At long last, OpenAI has released GPT-5. The new system abandons the distinction between OpenAI’s flagship models and its o series of reasoning models, automatically routing user queries to a fast nonreasoning model or a slower reasoning version. It is now available to everyone through the ChatGPT web interface—though nonpaying users may need to wait a few days to gain full access to the new capabilities.
It’s tempting to compare GPT-5 with its explicit predecessor, GPT-4, but the more illuminating juxtaposition is with o1, OpenAI’s first reasoning model, which was released last year. In contrast to GPT-5’s broad release, o1 was initially available only to Plus and Team subscribers. Those users got access to a completely new kind of language model—one that would “reason” through its answers by generating additional text before providing a final response, enabling it to solve much more challenging problems than its nonreasoning counterparts.
Whereas o1 was a major technological advancement, GPT-5 is, above all else, a refined product. During a press briefing, Sam Altman compared GPT-5 to Apple’s Retina displays, and it’s an apt analogy, though perhaps not in the way that he intended. Much like an unprecedentedly crisp screen, GPT-5 will furnish a more pleasant and seamless user experience. That’s not nothing, but it falls far short of the transformative AI future that Altman has spent much of the past year hyping. In the briefing, Altman called GPT-5 “a significant step along the path to AGI,” or artificial general intelligence, and maybe he’s right—but if so, it’s a very small step.
Take the demo of the model’s abilities that OpenAI showed to MIT Technology Review in advance of its release. Yann Dubois, a post-training lead at OpenAI, asked GPT-5 to design a web application that would help his partner learn French so that she could communicate more easily with his family. The model did an admirable job of following his instructions and created an appealing, user-friendly app. But when I gave GPT-4o an almost identical prompt, it produced an app with exactly the same functionality. The only difference is that it wasn’t as aesthetically pleasing.
Some of the other user-experience improvements are more substantial. Having the model rather than the user choose whether to apply reasoning to each query removes a major pain point, especially for users who don’t follow LLM advancements closely.
And, according to Altman, GPT-5 reasons much faster than the o-series models. The fact that OpenAI is releasing it to nonpaying users suggests that it’s also less expensive for the company to run. That’s a big deal: Running powerful models cheaply and quickly is a tough problem, and solving it is key to reducing AI’s environmental impact.

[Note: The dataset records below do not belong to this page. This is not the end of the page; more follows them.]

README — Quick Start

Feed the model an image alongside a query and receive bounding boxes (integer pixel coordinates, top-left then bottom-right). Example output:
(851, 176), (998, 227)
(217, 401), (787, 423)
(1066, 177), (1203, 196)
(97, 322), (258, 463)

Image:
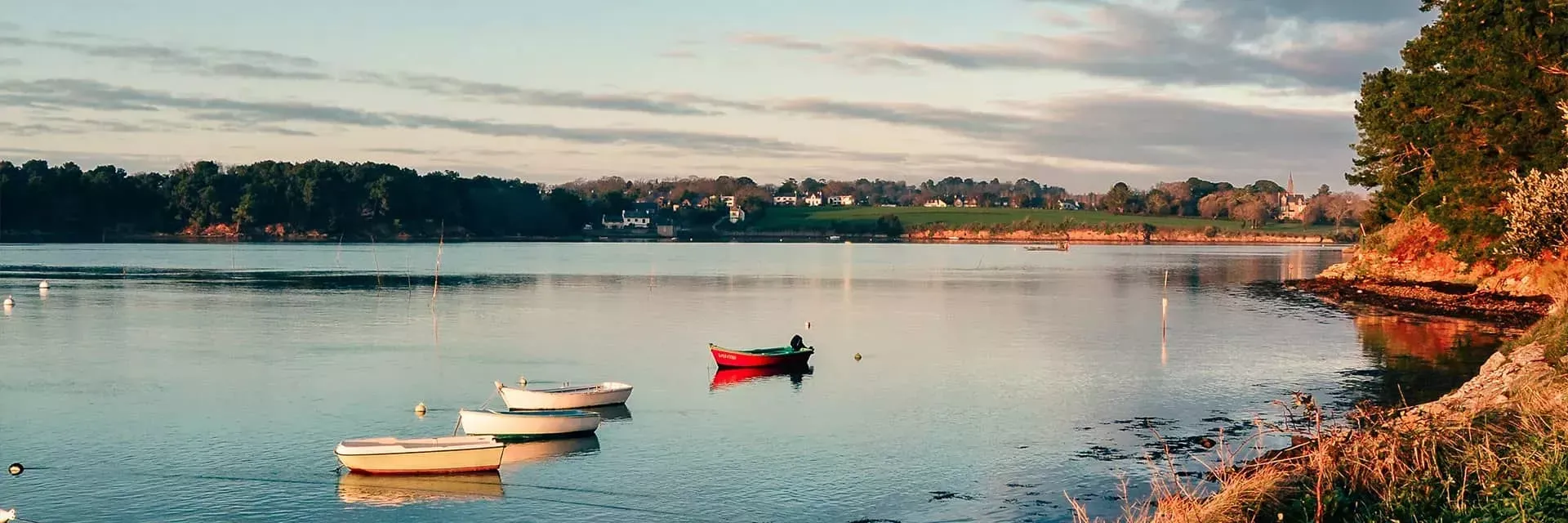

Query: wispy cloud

(0, 78), (813, 155)
(0, 31), (748, 116)
(363, 148), (441, 155)
(773, 96), (1355, 182)
(350, 72), (716, 116)
(733, 0), (1430, 92)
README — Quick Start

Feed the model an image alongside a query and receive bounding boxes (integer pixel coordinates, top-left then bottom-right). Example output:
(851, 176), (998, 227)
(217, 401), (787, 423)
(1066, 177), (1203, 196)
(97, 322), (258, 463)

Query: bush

(1503, 170), (1568, 257)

OpenAI has also taken steps to mitigate hallucinations, which have been a persistent headache. OpenAI’s evaluations suggest that GPT-5 models are substantially less likely to make incorrect claims than their predecessor models, o3 and GPT-4o. If that advancement holds up to scrutiny, it could help pave the way for more reliable and trustworthy agents. “Hallucination can cause real safety and security issues,” says Dawn Song, a professor of computer science at UC Berkeley. For example, an agent that hallucinates software packages could download malicious code to a user’s device.
GPT-5 has achieved the state of the art on several benchmarks, including a test of agentic abilities and the coding evaluations SWE-Bench and Aider Polyglot. But according to Clémentine Fourrier, an AI researcher at the company HuggingFace, those evaluations are nearing saturation, which means that current models have achieved close to maximal performance.
“It’s basically like looking at the performance of a high schooler on middle-grade problems,” she says. “If the high schooler fails, it tells you something, but if it succeeds, it doesn’t tell you a lot.” Fourrier said she would be impressed if the system achieved a score of 80% or 85% on SWE-Bench—but it only managed a 74.9%.
Ultimately, the headline message from OpenAI is that GPT-5 feels better to use. “The vibes of this model are really good, and I think that people are really going to feel that, especially average people who haven’t been spending their time thinking about models,” said Nick Turley, the head of ChatGPT.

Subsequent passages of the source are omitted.